Medeniyetler İttifakı Türkiye Eşgüdüm Kurulu Başkanı Prof. Dr. Bekir Karlığa, Batı Platformu’Nun Mart Ayı Toplantısının Konuğu Oldu. Toplantıda “Avrupa Merkezli Medeniyet Anlayışı Ve İslam” Konusu Ele Alınırken, Karlığa, İslamiyet’İn Batı’Yı 900 Senelik Cehalet Uykusundan Uyandırdığını İfade Etti.
Medeniyetler İttifakı Türkiye Eşgüdüm Kurulu Başkanı Prof. Dr. Bekir Karlığa, Batı Platformu’nun Mart ayı toplantısının konuğu oldu. Toplantıda “Avrupa Merkezli Medeniyet Anlayışı ve İslam” konusu ele alınırken, Karlığa, İslamiyet’in Batı’yı 900 senelik cehalet uykusundan uyandırdığını ifade etti.

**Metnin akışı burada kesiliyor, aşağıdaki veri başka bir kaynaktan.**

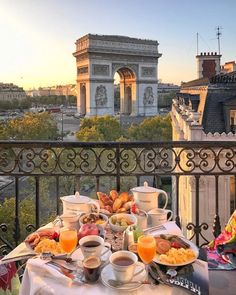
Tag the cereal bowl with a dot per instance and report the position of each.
(97, 218)
(120, 221)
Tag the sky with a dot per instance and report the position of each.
(37, 37)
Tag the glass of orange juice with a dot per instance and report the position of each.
(68, 240)
(146, 249)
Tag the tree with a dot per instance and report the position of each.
(157, 128)
(31, 126)
(104, 128)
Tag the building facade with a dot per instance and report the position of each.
(66, 90)
(99, 57)
(10, 92)
(205, 110)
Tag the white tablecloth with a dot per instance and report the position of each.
(41, 279)
(38, 281)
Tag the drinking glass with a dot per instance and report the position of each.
(146, 249)
(68, 240)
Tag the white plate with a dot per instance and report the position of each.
(107, 274)
(78, 255)
(193, 247)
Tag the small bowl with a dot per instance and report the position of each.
(91, 217)
(117, 221)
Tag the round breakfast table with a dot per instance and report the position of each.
(37, 281)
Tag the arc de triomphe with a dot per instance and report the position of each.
(99, 57)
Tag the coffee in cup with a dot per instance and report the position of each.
(92, 268)
(93, 246)
(124, 264)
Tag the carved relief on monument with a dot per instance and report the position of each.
(82, 70)
(101, 96)
(100, 70)
(148, 72)
(117, 66)
(148, 97)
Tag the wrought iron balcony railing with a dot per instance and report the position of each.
(40, 172)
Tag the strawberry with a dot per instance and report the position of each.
(134, 208)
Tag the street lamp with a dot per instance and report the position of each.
(62, 129)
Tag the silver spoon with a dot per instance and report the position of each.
(115, 283)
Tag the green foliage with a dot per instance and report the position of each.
(104, 128)
(7, 215)
(32, 126)
(157, 128)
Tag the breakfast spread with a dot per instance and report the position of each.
(34, 239)
(47, 245)
(93, 218)
(115, 202)
(171, 249)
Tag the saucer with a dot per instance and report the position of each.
(107, 274)
(78, 255)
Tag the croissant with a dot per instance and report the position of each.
(114, 194)
(117, 204)
(124, 197)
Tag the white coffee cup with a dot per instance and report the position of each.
(70, 220)
(159, 216)
(124, 264)
(142, 219)
(93, 246)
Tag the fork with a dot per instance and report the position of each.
(154, 228)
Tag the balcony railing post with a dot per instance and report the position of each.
(16, 219)
(216, 223)
(118, 167)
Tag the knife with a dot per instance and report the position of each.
(158, 274)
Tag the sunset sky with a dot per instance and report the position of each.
(38, 36)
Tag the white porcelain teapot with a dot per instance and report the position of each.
(79, 204)
(146, 196)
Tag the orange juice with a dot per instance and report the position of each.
(68, 240)
(146, 248)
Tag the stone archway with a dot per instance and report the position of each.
(128, 84)
(99, 57)
(82, 99)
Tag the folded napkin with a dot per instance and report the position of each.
(22, 251)
(221, 251)
(41, 267)
(168, 227)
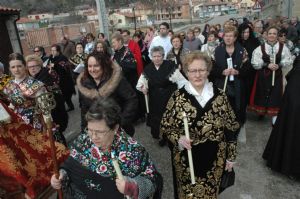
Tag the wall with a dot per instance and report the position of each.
(5, 45)
(48, 36)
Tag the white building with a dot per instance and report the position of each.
(40, 16)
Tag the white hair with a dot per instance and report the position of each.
(1, 66)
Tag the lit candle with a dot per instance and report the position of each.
(147, 103)
(273, 73)
(116, 166)
(230, 65)
(190, 157)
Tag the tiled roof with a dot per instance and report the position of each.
(6, 10)
(26, 20)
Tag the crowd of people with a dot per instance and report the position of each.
(211, 78)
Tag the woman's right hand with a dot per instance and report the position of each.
(144, 90)
(226, 72)
(185, 143)
(56, 183)
(273, 67)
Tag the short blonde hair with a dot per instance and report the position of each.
(35, 58)
(196, 55)
(118, 37)
(231, 28)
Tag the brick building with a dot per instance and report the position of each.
(10, 41)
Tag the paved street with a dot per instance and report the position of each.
(253, 179)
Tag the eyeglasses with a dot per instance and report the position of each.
(195, 71)
(97, 133)
(34, 66)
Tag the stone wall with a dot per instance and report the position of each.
(48, 36)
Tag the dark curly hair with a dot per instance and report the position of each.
(105, 109)
(105, 63)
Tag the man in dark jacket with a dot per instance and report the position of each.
(292, 33)
(111, 84)
(68, 47)
(59, 113)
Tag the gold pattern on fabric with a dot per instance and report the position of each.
(216, 125)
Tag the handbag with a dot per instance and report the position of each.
(227, 180)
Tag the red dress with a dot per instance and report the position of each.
(25, 156)
(136, 51)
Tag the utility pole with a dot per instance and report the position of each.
(102, 17)
(170, 16)
(191, 11)
(134, 18)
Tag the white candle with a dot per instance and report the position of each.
(273, 73)
(230, 65)
(225, 83)
(190, 157)
(116, 166)
(147, 103)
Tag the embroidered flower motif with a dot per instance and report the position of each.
(101, 169)
(73, 153)
(132, 141)
(95, 153)
(149, 171)
(122, 156)
(104, 158)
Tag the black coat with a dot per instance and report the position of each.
(283, 149)
(235, 90)
(160, 90)
(116, 87)
(62, 67)
(125, 59)
(250, 45)
(59, 113)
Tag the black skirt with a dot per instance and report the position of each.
(283, 149)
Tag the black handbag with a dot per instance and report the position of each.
(227, 180)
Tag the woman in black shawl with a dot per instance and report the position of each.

İstanbul Aydın Üniversitesi bünyesindeki düşünce kuruluşlarından Batı Platformu’nun Mart ayı toplantısının teması “Avrupa Merkezli Medeniyet Anlayışı ve İslam” olarak belirlendi. Toplantının ana konuğu Medeniyetler İttifakı Türkiye Eşgüdüm Kurulu Başkanı Prof. Dr. Bekir Karlığa, İslam medeniyetinin Batı medeniyetinin oluşmasındaki katkılarını tarihsel boyutuyla ortaya koydu. 18. yüzyıldan itibaren tüm dünyada egemen olan Batı Merkezli Medeniyet algısının oluşmasındaki dayanaklara değinen Prof. Dr. Bekir Karlığa, Batı’nın üstünlük iddiasının sadece Batı emperyalizminin ve sömürgeciliğinin kazandırdığı gücün ötesinde bir anlam taşımadığını söyledi.

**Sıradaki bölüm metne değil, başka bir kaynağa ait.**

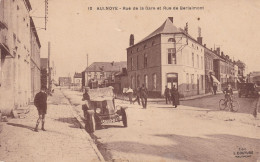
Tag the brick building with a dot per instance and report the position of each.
(15, 49)
(102, 73)
(168, 56)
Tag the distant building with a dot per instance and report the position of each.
(64, 81)
(121, 81)
(77, 81)
(168, 56)
(102, 73)
(15, 51)
(44, 63)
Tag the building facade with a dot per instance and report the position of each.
(168, 56)
(15, 43)
(77, 81)
(35, 61)
(102, 73)
(65, 81)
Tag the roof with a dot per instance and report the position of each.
(77, 75)
(44, 63)
(166, 27)
(106, 66)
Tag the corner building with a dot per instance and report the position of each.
(168, 56)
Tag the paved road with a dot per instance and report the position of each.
(63, 141)
(212, 102)
(162, 133)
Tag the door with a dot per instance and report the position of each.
(172, 79)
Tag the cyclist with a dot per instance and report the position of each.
(228, 96)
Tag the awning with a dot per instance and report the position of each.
(215, 80)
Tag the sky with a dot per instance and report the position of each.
(74, 31)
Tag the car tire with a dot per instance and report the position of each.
(124, 117)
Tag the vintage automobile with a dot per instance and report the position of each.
(101, 108)
(246, 89)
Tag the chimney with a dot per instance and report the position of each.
(199, 39)
(171, 18)
(132, 40)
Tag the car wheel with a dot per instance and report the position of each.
(124, 117)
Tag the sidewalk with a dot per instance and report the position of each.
(63, 141)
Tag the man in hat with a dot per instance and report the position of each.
(40, 101)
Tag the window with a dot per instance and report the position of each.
(172, 56)
(192, 81)
(146, 81)
(138, 80)
(154, 81)
(137, 62)
(145, 60)
(187, 82)
(171, 40)
(193, 59)
(201, 58)
(198, 62)
(202, 85)
(132, 64)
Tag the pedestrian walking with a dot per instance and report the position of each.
(130, 94)
(137, 93)
(167, 95)
(215, 87)
(40, 101)
(256, 105)
(144, 95)
(175, 96)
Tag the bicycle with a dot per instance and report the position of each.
(224, 103)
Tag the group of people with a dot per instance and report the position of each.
(141, 94)
(172, 95)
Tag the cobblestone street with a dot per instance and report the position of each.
(187, 133)
(63, 140)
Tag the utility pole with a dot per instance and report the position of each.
(86, 73)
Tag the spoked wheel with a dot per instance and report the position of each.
(235, 106)
(222, 104)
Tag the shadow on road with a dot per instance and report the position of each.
(21, 126)
(70, 120)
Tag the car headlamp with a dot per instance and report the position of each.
(98, 110)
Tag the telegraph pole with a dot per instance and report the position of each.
(49, 68)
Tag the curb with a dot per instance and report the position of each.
(93, 145)
(81, 122)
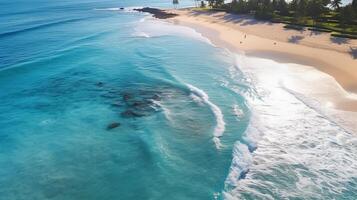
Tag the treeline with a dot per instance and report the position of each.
(296, 10)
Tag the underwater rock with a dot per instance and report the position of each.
(127, 97)
(113, 125)
(131, 114)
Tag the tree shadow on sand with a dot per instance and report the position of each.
(243, 20)
(338, 40)
(295, 39)
(353, 52)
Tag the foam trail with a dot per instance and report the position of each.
(220, 124)
(302, 152)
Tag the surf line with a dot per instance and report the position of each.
(220, 124)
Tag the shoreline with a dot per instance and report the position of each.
(336, 61)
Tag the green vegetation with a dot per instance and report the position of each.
(317, 15)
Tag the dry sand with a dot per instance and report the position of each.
(239, 33)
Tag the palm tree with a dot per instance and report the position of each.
(336, 4)
(354, 4)
(175, 2)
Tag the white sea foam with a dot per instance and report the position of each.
(121, 9)
(238, 111)
(220, 124)
(302, 152)
(151, 27)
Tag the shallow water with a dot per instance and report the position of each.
(68, 71)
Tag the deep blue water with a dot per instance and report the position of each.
(69, 69)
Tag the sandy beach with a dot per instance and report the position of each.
(334, 56)
(307, 53)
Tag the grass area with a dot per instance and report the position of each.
(326, 23)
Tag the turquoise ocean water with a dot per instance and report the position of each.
(70, 69)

“Orta çağ karanlığı içerisinde derin uykudaydılar”
Batı kültürünün oluşmasında en önemli motor güçlerden birinin İslam düşüncesi, bilimi, kültürü ve sanatı olduğunu ifade eden Prof. Dr. Bekir Karlığa, “Özellikle 12. yüzyılda İslam dünyasının bütün bilgi mirası, düşünce ve kültür birikimi Batı’ya aktarıldı. O günlerde Orta çağ karanlığı içerisinde derin bir uykuya dalmış olan Batı, İslam dünyasından gelen etkilerle yavaş yavaş uyanmaya başladı. 13. yüzyılda başlayan Rönesans hareketi 16. yüzyılda zirveye taşındı. Batı yeniden kendini keşfederek, yeni bir yorumla yeniden dünya gücü haline gelmeye başladı. Aynı zamanda skolastik ve dogmatik uykusundan da böylece uyandı. Bu uyku Batı’yı aşağı yukarı 900 sene korkunç bir cehalet karanlığı içeresine sürüklemişti. Batı’da bilim, düşünce ve uygarlık alanında büyük bir boşluk vardı” dedi.

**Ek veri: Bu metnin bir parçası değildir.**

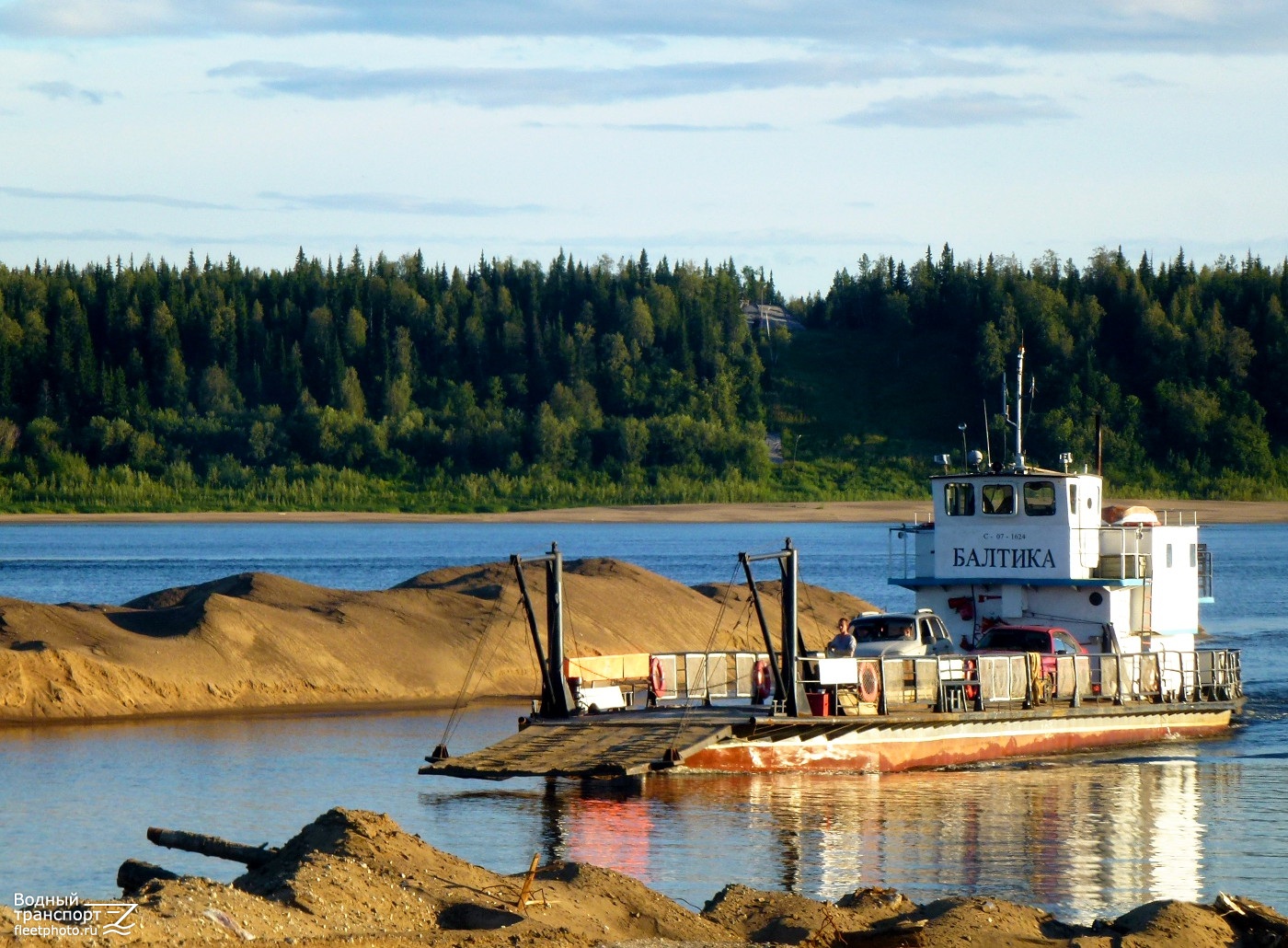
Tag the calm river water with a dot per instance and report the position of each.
(1082, 836)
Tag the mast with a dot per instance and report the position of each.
(1019, 409)
(556, 696)
(788, 687)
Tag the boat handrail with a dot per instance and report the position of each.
(969, 682)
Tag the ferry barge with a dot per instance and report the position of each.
(1008, 547)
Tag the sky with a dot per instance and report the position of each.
(789, 135)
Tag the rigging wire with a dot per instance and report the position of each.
(457, 712)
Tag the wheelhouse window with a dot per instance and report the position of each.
(998, 499)
(960, 500)
(1040, 499)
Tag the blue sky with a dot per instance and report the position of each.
(786, 134)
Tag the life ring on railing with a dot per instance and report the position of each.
(762, 682)
(970, 670)
(869, 683)
(656, 677)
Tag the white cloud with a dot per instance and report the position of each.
(957, 110)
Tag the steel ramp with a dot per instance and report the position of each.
(594, 746)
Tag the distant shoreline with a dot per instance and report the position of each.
(798, 512)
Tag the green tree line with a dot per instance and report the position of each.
(1184, 364)
(392, 384)
(218, 377)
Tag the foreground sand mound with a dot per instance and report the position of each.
(353, 873)
(258, 641)
(351, 876)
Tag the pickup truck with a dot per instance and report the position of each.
(910, 634)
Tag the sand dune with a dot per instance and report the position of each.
(258, 641)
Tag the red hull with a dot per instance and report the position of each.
(952, 744)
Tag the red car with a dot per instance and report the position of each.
(1046, 641)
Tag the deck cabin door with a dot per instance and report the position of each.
(1085, 515)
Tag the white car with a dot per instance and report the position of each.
(911, 634)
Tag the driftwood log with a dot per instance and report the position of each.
(253, 857)
(1261, 922)
(135, 873)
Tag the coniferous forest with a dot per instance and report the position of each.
(399, 386)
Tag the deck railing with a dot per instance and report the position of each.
(957, 683)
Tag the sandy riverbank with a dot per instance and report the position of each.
(353, 876)
(802, 512)
(263, 642)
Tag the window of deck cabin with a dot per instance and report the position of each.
(998, 499)
(1040, 499)
(960, 500)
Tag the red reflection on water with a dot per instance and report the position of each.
(614, 834)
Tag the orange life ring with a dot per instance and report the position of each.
(970, 670)
(656, 677)
(869, 682)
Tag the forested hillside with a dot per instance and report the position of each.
(1188, 366)
(398, 386)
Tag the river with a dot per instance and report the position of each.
(1087, 836)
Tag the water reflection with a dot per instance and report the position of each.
(1084, 840)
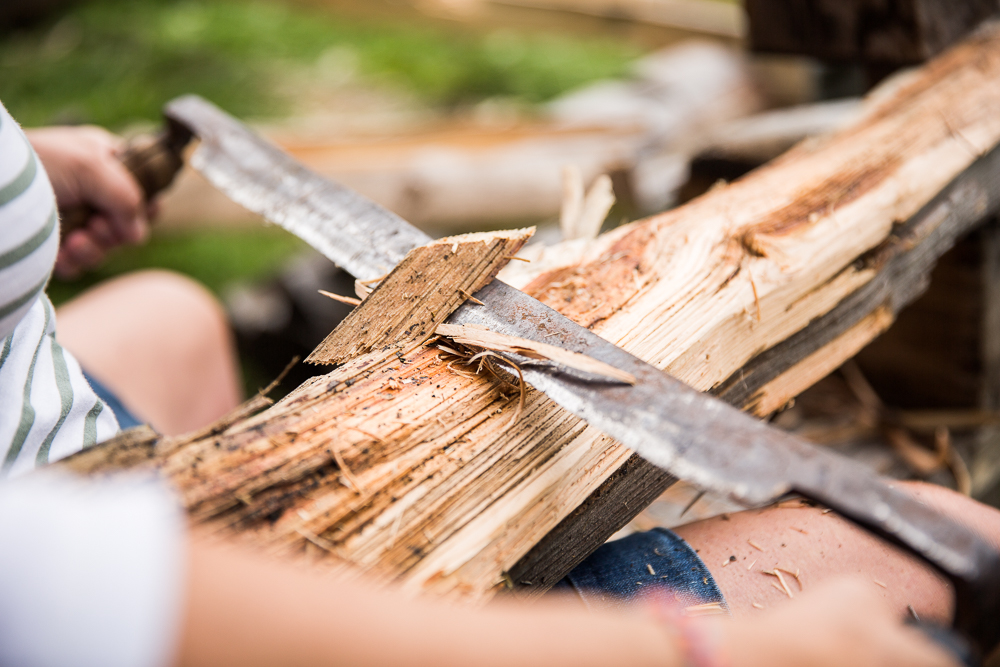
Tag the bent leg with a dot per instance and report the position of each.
(159, 341)
(794, 538)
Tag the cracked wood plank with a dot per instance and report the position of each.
(445, 495)
(419, 294)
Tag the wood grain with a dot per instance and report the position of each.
(412, 470)
(425, 288)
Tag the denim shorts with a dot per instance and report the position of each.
(126, 419)
(621, 571)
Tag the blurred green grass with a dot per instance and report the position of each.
(115, 62)
(215, 256)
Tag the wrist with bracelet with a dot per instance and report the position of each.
(699, 642)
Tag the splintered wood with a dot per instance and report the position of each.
(414, 471)
(425, 288)
(491, 340)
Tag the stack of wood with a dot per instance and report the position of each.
(424, 469)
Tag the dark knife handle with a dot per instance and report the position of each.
(153, 160)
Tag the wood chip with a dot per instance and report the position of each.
(794, 574)
(419, 294)
(497, 342)
(707, 609)
(784, 584)
(349, 300)
(339, 458)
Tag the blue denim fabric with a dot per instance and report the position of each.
(125, 417)
(620, 571)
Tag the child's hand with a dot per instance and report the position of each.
(81, 163)
(841, 623)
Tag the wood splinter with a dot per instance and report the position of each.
(497, 342)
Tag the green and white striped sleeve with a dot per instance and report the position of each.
(47, 408)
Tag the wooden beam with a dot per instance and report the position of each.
(414, 471)
(903, 32)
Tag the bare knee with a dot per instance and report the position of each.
(161, 342)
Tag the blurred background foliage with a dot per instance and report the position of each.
(115, 62)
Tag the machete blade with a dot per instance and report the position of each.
(692, 435)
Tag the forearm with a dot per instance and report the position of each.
(248, 611)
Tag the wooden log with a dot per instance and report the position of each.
(897, 33)
(413, 470)
(419, 294)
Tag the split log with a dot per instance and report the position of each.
(412, 470)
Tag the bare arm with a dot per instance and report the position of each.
(249, 611)
(81, 163)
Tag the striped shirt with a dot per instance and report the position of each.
(47, 408)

“Ne Batılı olduk ne de Batı bizi kabul etti”
Batı medeniyetinin Türkiye’ye yansımalarını anlatan Prof. Dr. Bekir Karlığa, “Biz Batı medeniyeti ile 18. yüzyılda yakın temasa geçtik. 19. yüzyılda ise Tanzimat Dönemi ile beraber modernleşme hareketimiz başladı. Cumhuriyet Dönemi ise Batılılaşmanın zirveye taşındığı bir dönemdi. Bu dönemler boyunca Türkiye önemli tecrübelerden geçti. Türk aydınında Batı karşısında zaman zaman bir kompleks hasıl oldu. Kimi zamanlarda bu kültür tepki gördü. Türkiye’nin seyri Batı karşıtlığıyla Batı hayranlığı arasında devam ediyor. Kültür çatışmaları ise Türkiye’de farklı anlayışların doğmasına sebep oldu. Güçlü tarihi, köklü medeniyetimize karşı bir soğukluk meydana geldi. Güvensizlik durumu ortaya çıktı. Bunun neticesinde Türk aydını Batılılaşmayı kendisi için hedef haline getirdi. Ancak tam manasıyla ne kendi kültür kimliğimizi devam ettirebildik ne Batılı olduk ne de Batı bizi kabul etti. Dolayısıyla bu çatışma hala daha devam ediyor ve bunu toplumun her kesiminde görebiliyoruz” diye konuştu.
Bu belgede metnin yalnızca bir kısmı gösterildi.